Di bukanya tangan kirinya dengan membuka telapak tangannya. Derasnya air hujan membuat kami semakin kedinginan tapi untuk tantangan terakhir kami masih bertahan dalam kedinginan ini. Ku lukiskan dengan jari telunjuk ku sebuah kalimat di tangan Vendi “I LOVE YOU” dengan tetesan air hujan yang bercampur tetesan air mataku dan aku teriak I LOVE YOU Ven namun tanpa di sadari bersamaan dengan petir yang membuat Vendi tak mendengar jelas teriakanku. Namun Kak Fino dan Laras mengerti karena mereka melihat ucapanku sedangkan Vendi, dia masih melihat tangannya karena itu dia tak terlalu focus dengan teriakanku.
Aku beranjak pergi dari hadapannya, berharap tak ada lagi bahasan tentang hal ini. Ternyata dugaan ku salah, secepat aku pergi secepat itu pula Vendi memegang tanganku dengan erat dan sulit untuk terlepas.

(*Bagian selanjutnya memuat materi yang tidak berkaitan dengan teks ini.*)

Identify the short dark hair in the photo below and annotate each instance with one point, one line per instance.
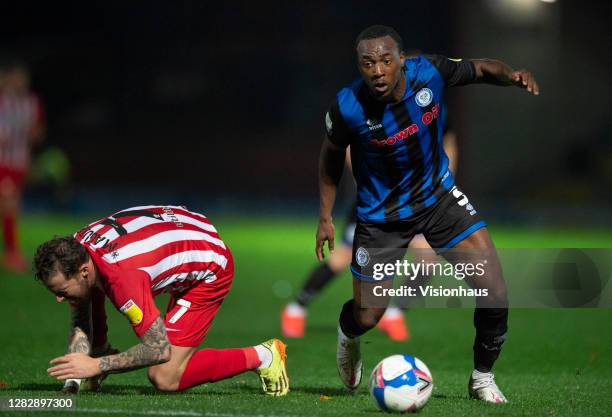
(61, 254)
(380, 31)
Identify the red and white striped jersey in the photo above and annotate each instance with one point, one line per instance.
(19, 116)
(174, 247)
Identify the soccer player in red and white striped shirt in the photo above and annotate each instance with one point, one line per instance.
(21, 124)
(132, 256)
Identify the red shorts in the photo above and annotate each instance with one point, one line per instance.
(15, 176)
(189, 316)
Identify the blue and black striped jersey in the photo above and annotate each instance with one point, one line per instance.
(397, 155)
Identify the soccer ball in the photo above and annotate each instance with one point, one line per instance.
(401, 383)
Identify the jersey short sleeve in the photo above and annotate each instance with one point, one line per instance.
(131, 295)
(455, 72)
(335, 126)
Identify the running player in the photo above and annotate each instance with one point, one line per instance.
(131, 257)
(392, 119)
(293, 315)
(21, 124)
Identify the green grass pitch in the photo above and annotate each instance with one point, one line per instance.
(556, 362)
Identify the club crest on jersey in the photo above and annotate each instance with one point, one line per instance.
(424, 97)
(373, 124)
(132, 312)
(328, 124)
(362, 256)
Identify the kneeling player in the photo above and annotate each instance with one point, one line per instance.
(131, 257)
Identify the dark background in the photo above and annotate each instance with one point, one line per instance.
(221, 104)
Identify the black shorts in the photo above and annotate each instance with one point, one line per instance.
(446, 223)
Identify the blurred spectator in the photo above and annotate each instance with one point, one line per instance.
(21, 125)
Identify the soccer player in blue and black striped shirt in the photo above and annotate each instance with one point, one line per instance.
(392, 118)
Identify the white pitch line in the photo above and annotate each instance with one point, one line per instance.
(156, 413)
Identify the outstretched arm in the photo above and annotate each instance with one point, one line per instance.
(491, 71)
(80, 328)
(154, 349)
(331, 165)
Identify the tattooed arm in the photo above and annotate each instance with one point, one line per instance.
(154, 349)
(80, 329)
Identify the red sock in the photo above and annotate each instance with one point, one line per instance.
(211, 365)
(10, 233)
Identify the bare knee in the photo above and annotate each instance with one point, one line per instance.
(163, 379)
(369, 317)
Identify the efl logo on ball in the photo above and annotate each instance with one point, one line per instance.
(401, 383)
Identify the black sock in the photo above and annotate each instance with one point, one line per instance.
(348, 324)
(491, 327)
(318, 279)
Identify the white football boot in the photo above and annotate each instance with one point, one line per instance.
(348, 360)
(482, 386)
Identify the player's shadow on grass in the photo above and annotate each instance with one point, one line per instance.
(115, 389)
(328, 391)
(451, 397)
(323, 329)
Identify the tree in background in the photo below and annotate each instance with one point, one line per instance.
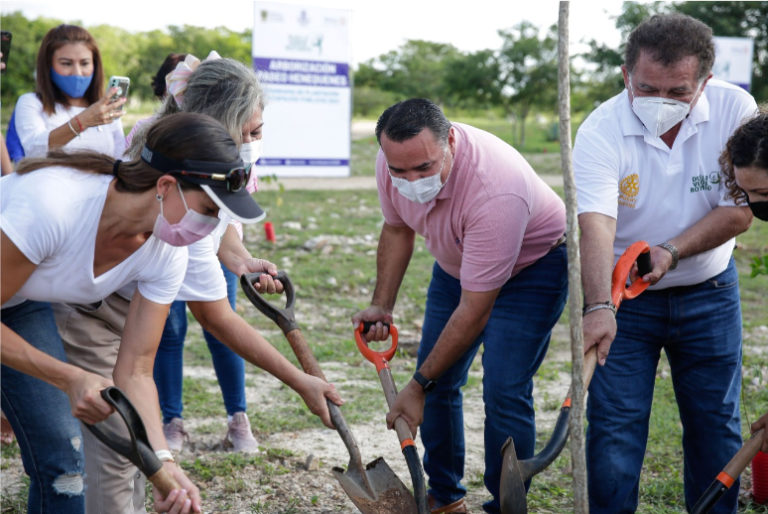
(515, 80)
(528, 73)
(728, 19)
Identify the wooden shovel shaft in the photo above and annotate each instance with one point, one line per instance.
(404, 434)
(744, 456)
(306, 358)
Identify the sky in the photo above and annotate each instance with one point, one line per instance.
(376, 27)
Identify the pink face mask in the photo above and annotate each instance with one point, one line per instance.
(190, 229)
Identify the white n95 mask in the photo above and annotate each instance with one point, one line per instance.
(250, 152)
(660, 114)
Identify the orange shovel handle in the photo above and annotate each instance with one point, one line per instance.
(379, 359)
(619, 288)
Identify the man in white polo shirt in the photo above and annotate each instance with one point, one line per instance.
(496, 231)
(646, 167)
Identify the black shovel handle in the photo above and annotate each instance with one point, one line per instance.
(137, 448)
(284, 317)
(286, 320)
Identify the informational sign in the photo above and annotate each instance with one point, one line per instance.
(733, 60)
(302, 56)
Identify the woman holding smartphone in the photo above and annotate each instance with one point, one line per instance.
(229, 92)
(69, 108)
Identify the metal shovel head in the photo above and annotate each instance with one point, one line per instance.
(390, 494)
(513, 499)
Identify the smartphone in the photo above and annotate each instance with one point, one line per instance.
(5, 46)
(122, 84)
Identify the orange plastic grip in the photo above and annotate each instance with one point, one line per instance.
(726, 479)
(619, 288)
(379, 359)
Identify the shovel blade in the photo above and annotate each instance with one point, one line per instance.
(389, 493)
(512, 487)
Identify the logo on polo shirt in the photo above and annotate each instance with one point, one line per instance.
(628, 189)
(705, 182)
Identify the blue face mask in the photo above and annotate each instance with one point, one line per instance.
(74, 86)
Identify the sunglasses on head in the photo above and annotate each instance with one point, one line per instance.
(234, 174)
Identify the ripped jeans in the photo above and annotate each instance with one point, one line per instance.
(48, 435)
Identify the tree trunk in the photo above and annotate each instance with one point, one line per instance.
(576, 425)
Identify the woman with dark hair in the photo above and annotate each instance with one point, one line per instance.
(744, 163)
(76, 227)
(229, 92)
(69, 108)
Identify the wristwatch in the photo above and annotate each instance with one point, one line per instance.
(673, 250)
(426, 384)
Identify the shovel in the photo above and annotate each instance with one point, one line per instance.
(729, 474)
(515, 473)
(381, 361)
(136, 447)
(375, 488)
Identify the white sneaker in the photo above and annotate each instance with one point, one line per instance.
(239, 434)
(175, 434)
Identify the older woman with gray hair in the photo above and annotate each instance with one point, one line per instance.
(229, 92)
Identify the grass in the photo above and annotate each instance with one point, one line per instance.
(349, 222)
(326, 241)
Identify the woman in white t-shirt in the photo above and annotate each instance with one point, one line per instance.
(230, 92)
(69, 108)
(75, 228)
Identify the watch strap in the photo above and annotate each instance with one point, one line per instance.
(426, 384)
(673, 250)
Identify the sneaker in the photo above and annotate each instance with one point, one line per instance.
(459, 506)
(175, 434)
(239, 434)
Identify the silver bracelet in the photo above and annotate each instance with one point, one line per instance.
(164, 455)
(75, 132)
(598, 306)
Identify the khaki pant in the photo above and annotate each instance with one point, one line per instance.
(91, 335)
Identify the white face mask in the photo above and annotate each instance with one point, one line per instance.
(421, 190)
(250, 152)
(660, 114)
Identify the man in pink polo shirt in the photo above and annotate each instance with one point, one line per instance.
(496, 231)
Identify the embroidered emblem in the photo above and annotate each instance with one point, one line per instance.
(700, 183)
(629, 187)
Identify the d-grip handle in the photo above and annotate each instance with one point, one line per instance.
(619, 289)
(137, 448)
(379, 359)
(284, 317)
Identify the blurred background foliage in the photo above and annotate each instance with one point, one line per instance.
(516, 82)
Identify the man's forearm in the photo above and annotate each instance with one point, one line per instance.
(596, 247)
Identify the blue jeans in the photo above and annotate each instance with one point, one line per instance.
(48, 435)
(515, 340)
(169, 362)
(699, 328)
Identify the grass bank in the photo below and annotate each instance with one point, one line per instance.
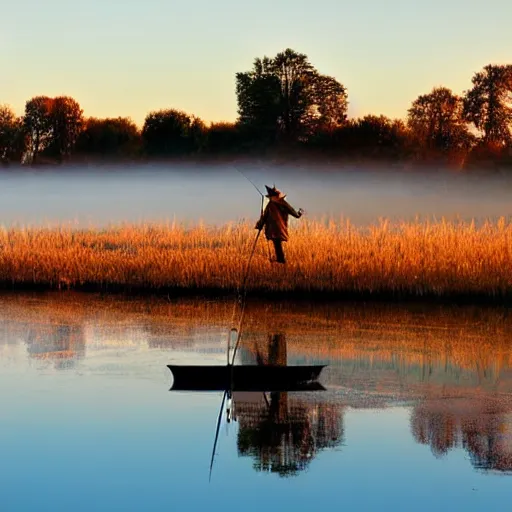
(442, 260)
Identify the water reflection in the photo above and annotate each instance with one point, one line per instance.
(452, 368)
(482, 426)
(64, 345)
(283, 433)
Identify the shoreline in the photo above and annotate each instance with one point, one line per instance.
(260, 294)
(442, 262)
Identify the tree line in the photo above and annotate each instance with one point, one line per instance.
(283, 102)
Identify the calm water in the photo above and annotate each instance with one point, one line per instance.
(101, 195)
(416, 412)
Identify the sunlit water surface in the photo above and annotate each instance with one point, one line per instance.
(416, 415)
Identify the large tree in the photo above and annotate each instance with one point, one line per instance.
(52, 125)
(488, 104)
(67, 122)
(38, 124)
(12, 139)
(436, 121)
(285, 95)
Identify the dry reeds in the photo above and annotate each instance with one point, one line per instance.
(407, 259)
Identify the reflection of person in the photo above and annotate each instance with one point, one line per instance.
(283, 434)
(275, 220)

Aliran mataku kini masih mengalir seperti derasnya air hujan di mala mini, mengukir dan mengucap hal itu bukan hal yang mudah ketika seseorang telah tersakiti oleh diriku sendiri. Tak ku pandang lagi sosok Kak Fino dan Laras di sebelahku, mereka lebih cepat berlalu membiarkanku hanya menatap seorang Vendi.
Tapi mungkin mereka lebih memberi ku kesempatan dengannya sedangkan mereka tahu apa yang sedang ku rasakan kali ini. Berusaha kabur dari kenyataan, mencoba berlari dari kesunyian, mencoba terbang dari hayalan. Harapn itu selalu muncul dalam keadaan ini, tak ingin mengungkit-ngungkit lagi tentang perasaan ku yang nantinya hanya akan timbul rasa sakit entah itu untukku ataupun untuknya. Tatapanku tak ingin ku hadapkan di depannya, masih dalam genggamannya.
“apa yang tadi kamu teriakan Ya?” tanya Vendi dengan sangat penasaran.
“hah? Nggak ada kok,” sangkal ku.
“aku tadi denger kamu teriak Ya, tapi sayang semua itu bebarengan dengan petir tadi.”
“kamu salah denger kali.”
“ok, kalau aku salah denger, tapi aku nggak salah liat kan tadi apa yang kamu tulis?”
“emang aku nulis apa?”
“I LOVE YOU.”
“itu bukan tulisan.”
“terus?”
“itu hanya ukiran yang ada dalam hatiku.”
“maksudmu?”
“udah lha nggak perlu di bahas lagi.”
“nggak! Ini harus di bahas!” bentaknya terhadapku.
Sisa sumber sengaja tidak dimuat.